Ministers are on alert about the prospect of a full takeover of the FTSE 100 company by the billionaire. Dorries, secretary of state for the Department for Digital, Culture, Media & Sport since September, will grill Jansen on Drahi’s intentions this week.
Altice, Drahi’s company, stunned the City by buying a 12.1% stake in BT in June to become its biggest shareholder. Under Takeover Panel rules, Drahi was restricted from buying more shares or making a full swoop for the company until this weekend.
Speculation is mounting about his next move. Some believe he could buy more shares on the market in the coming days, or even snap up the 12% stake owned by Deutsche Telekom, the German telecoms giant.
A full takeover is also a possibility — and ministers are primed to intervene. Boris Johnson has made upgrading Britain’s fibre broadband to support ultra-fast speeds a key pillar of his government’s programme.
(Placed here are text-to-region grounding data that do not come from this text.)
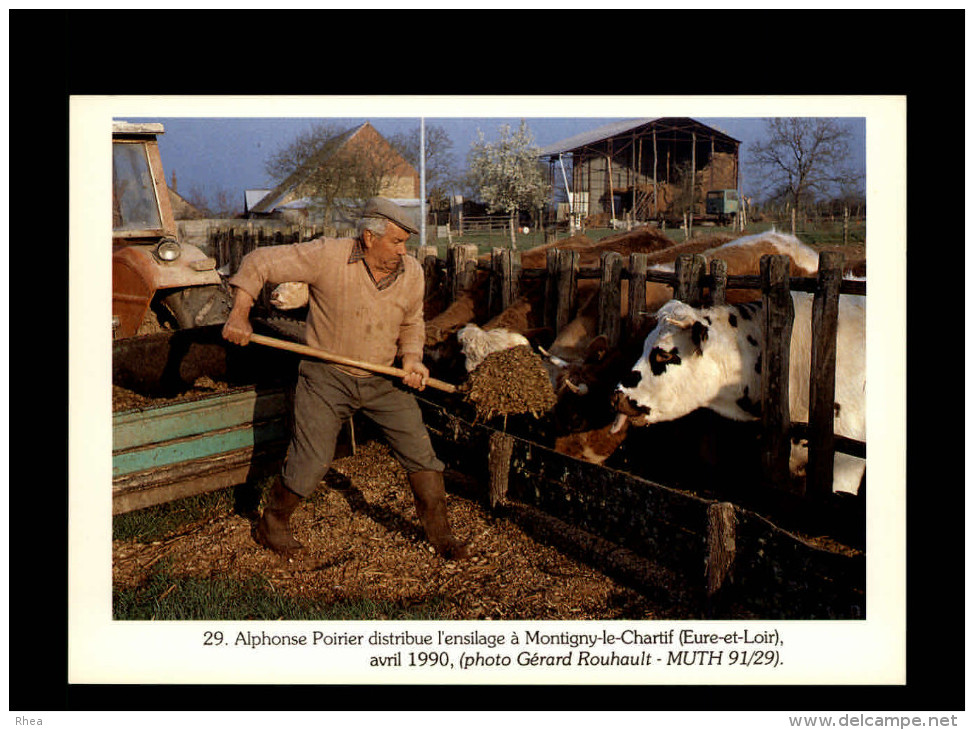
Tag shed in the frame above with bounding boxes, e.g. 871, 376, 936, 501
538, 118, 740, 225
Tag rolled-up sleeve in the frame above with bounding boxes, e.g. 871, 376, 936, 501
228, 239, 328, 300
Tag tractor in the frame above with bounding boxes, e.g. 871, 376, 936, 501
112, 121, 231, 339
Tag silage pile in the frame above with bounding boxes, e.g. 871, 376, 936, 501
461, 345, 557, 422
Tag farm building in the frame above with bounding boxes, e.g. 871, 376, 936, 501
538, 118, 741, 226
167, 185, 206, 220
246, 122, 421, 229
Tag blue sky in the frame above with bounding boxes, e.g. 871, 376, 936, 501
138, 115, 866, 210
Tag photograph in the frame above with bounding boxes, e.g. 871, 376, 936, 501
67, 94, 911, 705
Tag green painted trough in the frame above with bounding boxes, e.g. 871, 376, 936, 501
112, 386, 291, 514
111, 323, 301, 514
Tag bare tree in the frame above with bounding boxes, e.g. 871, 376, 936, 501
750, 118, 863, 215
184, 184, 214, 217
182, 185, 240, 218
389, 123, 458, 224
467, 120, 550, 248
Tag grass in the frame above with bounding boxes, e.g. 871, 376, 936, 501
113, 559, 448, 621
113, 485, 255, 543
413, 220, 866, 258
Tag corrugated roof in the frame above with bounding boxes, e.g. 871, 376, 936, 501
537, 117, 741, 157
537, 119, 657, 157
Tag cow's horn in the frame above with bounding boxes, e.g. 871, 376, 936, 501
609, 413, 629, 434
563, 378, 589, 395
538, 346, 568, 368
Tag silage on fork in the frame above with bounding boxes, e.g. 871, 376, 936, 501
459, 345, 557, 426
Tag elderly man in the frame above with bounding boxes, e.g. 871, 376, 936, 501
222, 197, 468, 561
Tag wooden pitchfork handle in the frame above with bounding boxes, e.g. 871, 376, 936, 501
248, 333, 458, 394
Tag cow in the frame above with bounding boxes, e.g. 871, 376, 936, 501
456, 324, 530, 372
610, 292, 866, 495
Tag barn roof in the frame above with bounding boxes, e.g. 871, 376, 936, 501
537, 119, 657, 156
537, 117, 740, 157
249, 123, 367, 214
245, 189, 273, 212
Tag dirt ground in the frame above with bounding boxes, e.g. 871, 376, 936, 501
113, 439, 715, 620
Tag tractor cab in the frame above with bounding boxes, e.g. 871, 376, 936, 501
112, 121, 231, 339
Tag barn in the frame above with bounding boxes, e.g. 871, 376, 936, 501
538, 117, 741, 227
246, 121, 422, 228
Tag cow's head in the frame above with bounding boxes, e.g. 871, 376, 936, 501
538, 334, 632, 432
610, 299, 751, 433
540, 335, 612, 396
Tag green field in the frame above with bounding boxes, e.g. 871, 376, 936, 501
411, 219, 865, 259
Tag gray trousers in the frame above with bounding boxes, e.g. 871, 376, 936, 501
282, 360, 444, 497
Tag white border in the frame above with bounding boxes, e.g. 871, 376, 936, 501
69, 95, 906, 686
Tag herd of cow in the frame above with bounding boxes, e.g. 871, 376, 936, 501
269, 228, 867, 498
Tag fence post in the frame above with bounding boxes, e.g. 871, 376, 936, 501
416, 245, 439, 301
489, 248, 521, 317
806, 251, 844, 501
843, 206, 850, 244
229, 230, 244, 276
706, 501, 737, 600
447, 244, 478, 304
544, 248, 579, 336
709, 258, 728, 306
760, 254, 795, 490
488, 431, 514, 509
627, 252, 649, 340
598, 251, 624, 348
674, 253, 707, 305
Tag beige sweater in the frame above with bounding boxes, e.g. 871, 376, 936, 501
229, 237, 425, 375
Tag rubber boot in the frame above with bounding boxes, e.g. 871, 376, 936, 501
253, 476, 304, 558
408, 470, 469, 561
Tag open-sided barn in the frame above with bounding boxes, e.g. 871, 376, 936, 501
538, 118, 741, 226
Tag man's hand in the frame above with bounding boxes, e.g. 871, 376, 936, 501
222, 288, 255, 346
401, 354, 429, 391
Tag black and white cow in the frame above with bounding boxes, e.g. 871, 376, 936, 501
610, 292, 866, 494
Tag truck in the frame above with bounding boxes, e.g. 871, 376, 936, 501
704, 188, 740, 225
112, 121, 232, 339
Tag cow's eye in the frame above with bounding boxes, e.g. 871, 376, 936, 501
654, 348, 677, 363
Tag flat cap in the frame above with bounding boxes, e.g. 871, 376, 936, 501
363, 197, 419, 235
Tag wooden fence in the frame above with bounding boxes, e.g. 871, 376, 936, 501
208, 224, 347, 274
418, 243, 867, 502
The UK lags behind many other countries in Europe on broadband speeds but Ofcom gave BT the green light to make a decent return on the £15 billion needed to connect 25 million homes to full fibre.
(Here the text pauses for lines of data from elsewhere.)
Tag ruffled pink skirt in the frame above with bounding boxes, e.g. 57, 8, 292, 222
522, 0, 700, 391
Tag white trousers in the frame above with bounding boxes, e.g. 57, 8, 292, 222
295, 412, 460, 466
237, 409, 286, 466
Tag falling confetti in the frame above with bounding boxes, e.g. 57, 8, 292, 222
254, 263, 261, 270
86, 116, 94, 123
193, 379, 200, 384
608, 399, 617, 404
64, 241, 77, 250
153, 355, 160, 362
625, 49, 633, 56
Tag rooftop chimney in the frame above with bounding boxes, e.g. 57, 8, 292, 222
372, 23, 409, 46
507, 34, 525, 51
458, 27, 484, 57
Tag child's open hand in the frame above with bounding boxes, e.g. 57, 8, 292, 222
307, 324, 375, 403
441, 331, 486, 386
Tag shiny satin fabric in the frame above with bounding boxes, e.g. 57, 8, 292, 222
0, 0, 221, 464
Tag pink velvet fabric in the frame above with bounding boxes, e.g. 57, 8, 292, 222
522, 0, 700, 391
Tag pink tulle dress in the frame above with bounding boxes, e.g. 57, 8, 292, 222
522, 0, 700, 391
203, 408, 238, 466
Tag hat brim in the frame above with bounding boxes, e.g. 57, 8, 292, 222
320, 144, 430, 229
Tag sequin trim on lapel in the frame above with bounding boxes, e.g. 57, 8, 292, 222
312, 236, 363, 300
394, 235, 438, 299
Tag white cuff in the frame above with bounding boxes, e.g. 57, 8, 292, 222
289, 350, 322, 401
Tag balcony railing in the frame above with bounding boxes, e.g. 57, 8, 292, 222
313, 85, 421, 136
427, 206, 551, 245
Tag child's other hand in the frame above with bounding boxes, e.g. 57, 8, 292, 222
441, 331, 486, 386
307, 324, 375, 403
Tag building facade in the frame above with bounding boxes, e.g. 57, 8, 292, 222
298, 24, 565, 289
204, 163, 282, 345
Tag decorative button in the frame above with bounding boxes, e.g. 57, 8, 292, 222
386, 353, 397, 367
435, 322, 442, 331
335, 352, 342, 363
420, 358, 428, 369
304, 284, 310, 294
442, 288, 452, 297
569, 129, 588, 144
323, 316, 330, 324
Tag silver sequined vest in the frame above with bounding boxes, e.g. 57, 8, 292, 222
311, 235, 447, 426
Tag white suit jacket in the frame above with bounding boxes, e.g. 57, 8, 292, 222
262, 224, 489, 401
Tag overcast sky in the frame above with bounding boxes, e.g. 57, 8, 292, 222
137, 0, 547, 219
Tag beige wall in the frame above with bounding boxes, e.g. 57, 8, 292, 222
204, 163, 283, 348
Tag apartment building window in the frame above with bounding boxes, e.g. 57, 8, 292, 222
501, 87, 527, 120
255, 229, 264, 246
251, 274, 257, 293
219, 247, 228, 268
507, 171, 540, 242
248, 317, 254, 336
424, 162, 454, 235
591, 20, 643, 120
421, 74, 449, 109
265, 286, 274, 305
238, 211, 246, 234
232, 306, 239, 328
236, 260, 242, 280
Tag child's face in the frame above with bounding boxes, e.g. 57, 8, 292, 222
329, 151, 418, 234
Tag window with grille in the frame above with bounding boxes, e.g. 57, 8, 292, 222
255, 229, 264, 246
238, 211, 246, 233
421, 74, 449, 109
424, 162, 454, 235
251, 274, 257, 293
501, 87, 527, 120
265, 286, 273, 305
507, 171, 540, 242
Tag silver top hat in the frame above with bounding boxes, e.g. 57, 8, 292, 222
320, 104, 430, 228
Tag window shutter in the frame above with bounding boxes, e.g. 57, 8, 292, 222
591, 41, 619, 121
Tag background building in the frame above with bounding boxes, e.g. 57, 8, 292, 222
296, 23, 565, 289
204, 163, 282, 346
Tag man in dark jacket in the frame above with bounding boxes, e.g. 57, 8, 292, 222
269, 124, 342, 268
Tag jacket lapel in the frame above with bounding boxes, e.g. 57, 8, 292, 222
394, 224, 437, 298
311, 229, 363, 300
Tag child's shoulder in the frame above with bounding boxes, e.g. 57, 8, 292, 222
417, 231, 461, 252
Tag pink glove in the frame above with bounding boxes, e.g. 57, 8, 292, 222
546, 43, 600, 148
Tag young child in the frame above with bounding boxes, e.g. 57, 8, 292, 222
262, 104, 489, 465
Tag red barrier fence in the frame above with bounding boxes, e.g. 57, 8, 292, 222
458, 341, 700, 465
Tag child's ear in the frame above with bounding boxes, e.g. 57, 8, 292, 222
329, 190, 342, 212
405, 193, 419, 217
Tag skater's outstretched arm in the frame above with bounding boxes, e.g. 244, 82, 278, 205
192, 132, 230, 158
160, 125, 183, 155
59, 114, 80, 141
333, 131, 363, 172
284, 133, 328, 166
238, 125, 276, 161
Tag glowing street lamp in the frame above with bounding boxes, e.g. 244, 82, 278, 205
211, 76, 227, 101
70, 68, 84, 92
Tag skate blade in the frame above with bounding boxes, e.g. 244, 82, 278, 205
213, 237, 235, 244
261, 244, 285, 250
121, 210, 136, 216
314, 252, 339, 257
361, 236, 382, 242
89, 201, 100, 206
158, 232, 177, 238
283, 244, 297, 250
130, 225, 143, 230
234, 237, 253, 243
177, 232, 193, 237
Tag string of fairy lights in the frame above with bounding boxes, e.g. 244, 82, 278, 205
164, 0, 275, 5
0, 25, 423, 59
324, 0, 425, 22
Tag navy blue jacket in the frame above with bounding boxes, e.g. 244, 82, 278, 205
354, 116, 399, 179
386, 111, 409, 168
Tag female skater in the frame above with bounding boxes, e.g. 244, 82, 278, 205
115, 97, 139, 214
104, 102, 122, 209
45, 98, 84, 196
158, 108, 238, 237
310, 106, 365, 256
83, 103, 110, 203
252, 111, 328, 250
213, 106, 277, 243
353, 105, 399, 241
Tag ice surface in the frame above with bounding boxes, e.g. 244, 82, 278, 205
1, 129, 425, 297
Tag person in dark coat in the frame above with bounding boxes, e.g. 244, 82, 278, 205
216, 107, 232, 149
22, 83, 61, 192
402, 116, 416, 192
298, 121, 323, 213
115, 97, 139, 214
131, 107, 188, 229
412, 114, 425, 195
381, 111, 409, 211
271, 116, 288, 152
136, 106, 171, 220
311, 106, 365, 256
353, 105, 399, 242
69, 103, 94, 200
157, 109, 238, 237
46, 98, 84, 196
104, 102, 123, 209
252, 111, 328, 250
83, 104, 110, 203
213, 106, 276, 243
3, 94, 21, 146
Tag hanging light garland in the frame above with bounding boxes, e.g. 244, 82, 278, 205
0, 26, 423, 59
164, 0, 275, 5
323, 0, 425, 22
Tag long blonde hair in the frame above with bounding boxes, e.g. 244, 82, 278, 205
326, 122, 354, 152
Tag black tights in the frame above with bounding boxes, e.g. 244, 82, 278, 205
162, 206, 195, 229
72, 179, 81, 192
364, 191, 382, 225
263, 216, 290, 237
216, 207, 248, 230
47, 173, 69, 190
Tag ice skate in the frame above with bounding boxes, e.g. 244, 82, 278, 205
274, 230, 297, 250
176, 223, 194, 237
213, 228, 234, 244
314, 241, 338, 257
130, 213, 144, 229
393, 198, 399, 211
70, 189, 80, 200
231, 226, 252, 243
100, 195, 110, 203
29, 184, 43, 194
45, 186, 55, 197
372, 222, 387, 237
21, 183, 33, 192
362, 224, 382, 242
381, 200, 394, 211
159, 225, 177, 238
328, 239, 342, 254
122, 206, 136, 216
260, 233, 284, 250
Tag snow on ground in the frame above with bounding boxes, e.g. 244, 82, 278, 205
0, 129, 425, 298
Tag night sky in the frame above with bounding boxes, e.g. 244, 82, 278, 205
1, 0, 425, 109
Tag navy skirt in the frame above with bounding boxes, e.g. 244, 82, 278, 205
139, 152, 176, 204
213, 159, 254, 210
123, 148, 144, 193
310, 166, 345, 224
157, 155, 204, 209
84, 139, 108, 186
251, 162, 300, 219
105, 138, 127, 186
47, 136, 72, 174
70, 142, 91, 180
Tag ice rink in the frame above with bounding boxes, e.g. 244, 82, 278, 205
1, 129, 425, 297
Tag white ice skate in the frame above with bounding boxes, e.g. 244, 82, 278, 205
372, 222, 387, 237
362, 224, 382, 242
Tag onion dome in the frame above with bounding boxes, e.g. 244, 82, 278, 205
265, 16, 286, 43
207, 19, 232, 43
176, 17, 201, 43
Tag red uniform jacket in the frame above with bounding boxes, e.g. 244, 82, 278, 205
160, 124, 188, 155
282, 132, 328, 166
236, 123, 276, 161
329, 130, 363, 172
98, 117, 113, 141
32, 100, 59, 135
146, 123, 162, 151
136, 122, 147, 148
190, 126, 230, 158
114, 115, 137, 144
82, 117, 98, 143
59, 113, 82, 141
Under the current Enterprise Act 2002, Dorries oversees Britain’s telecoms industry and any national security interests related to it — including takeovers.
However, the new National Security and Investment Bill, which comes into effect from January, will give the business secretary Kwasi Kwarteng powers to block deals involving buying more than 25 per cent of a company if it poses a risk to national security. Any government intervention will require input from Dorries.
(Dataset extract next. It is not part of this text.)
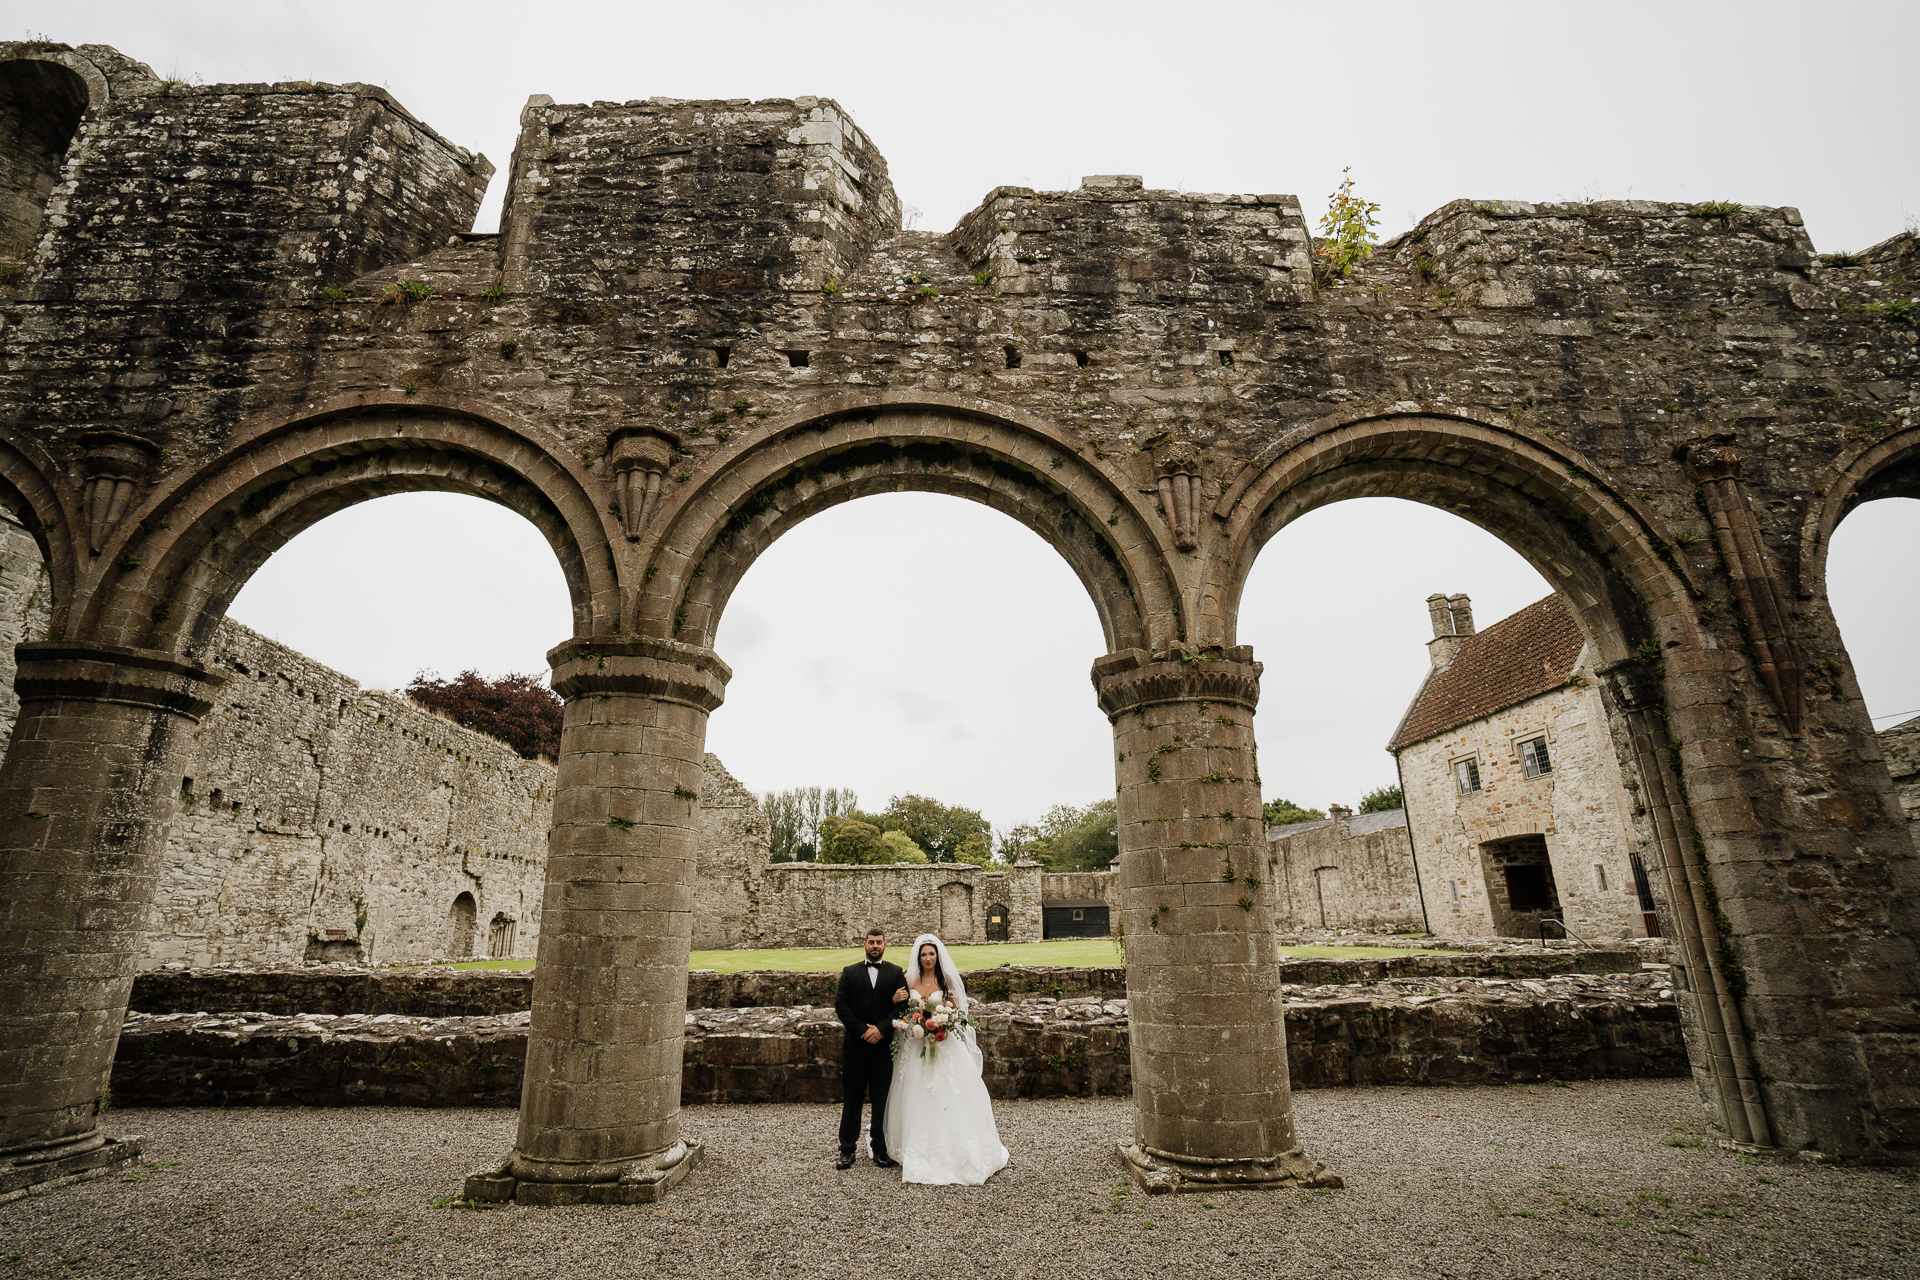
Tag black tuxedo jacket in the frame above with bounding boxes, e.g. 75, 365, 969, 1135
835, 959, 907, 1047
Drahi, who owns the second largest telecoms company in France and cable interests in America, has told BT bosses that he supports their strategy, but has also hinted at accelerating cost-cutting. On BT, Drahi has declined to comment on his intentions.
Former Royal Mail and ITV boss Adam Crozier joined as BT chairman this month, replacing Jan du Plessis, who reportedly clashed with Jansen over the pace of change at BT, which declined to comment.